Damn, I'm Hot: Instructions on Seduction

Damn, I'm hot!
We'd been waiting 30 minutes for someone to take our order in a busy Mexican restaurant when my friend Cathy decided to take extreme measures. "Watch this," she whispered. Then she tugged the clip from her hair, opened a collar button, and tossed her head like a frolicking foal. Almost magically, she went from being simply beautiful to what is referred to in the vernacular as "like, totally hot." Three waiters rushed our table like linebackers. Cathy fluttered her lashes at one, cooing, "Hon, could we order now?" It was a virtuoso performance of attraction in action.

For me, this was like watching documentary footage about something ("Mating Behavior Among Bipedal Primates of the American Southwest") that I've never personally experienced.
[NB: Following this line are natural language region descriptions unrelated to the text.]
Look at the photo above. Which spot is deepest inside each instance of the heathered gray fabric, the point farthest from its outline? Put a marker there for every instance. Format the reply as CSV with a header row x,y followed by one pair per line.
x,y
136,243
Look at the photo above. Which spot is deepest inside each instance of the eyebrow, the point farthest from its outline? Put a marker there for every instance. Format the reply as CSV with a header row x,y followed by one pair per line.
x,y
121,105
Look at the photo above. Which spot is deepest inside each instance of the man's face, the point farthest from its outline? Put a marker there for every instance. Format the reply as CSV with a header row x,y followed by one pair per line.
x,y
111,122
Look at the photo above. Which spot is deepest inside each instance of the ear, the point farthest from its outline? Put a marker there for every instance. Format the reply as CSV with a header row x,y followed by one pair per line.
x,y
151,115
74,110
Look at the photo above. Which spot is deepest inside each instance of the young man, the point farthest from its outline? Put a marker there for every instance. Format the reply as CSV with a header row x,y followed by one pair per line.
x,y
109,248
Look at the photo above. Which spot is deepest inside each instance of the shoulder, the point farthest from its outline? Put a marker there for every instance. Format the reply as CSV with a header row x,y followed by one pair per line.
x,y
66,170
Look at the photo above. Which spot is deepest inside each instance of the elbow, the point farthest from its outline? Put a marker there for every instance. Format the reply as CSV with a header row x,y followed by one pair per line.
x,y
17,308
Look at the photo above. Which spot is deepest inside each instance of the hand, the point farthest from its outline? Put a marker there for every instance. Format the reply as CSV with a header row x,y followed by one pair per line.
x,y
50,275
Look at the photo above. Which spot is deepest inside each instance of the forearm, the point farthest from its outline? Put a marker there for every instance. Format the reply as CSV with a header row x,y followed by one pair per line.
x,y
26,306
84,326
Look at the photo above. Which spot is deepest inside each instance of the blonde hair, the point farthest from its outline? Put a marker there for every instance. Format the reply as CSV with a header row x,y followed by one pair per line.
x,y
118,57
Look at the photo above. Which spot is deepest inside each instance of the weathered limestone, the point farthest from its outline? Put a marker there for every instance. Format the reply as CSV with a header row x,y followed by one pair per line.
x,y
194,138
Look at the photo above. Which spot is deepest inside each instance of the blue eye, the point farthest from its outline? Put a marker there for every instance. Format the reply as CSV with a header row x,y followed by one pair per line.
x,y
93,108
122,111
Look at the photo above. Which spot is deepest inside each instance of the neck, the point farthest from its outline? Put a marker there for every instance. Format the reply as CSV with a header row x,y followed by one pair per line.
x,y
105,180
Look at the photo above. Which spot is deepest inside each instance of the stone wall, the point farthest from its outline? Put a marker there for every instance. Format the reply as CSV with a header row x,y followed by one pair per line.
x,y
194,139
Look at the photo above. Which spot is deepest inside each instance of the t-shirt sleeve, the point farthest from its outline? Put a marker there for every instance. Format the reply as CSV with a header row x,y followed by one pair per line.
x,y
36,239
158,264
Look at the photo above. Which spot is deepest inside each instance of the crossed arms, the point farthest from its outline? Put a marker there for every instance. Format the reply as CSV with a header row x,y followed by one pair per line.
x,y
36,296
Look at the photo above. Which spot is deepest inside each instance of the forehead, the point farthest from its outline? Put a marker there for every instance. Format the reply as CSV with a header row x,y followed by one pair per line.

It's not that I totally lack skills like Cathy's. She can toss her head and attract men; I can—to cite just one example—toss fried chicken and attract cats. But I could never use feminine wiles the way Cathy can. I'm not sure I've ever had a single wile. I used to enjoy pitying myself for this, until one day I realized that everyone for whom I've felt genuine sexual interest eventually expressed reciprocal interest in me. While shortchanging me compared with Cathy, Mother Nature still provided me with the instinctive ability to make the connections I really wanted. Now, if you have Gisele Bündchen problems (your Manolo Blahniks keep skidding in puddles of drool left by lustful admirers), please turn directly to an underwear ad and enjoy the company of other genetically blessed people like you. This column contains instructions on seduction for the rest of us.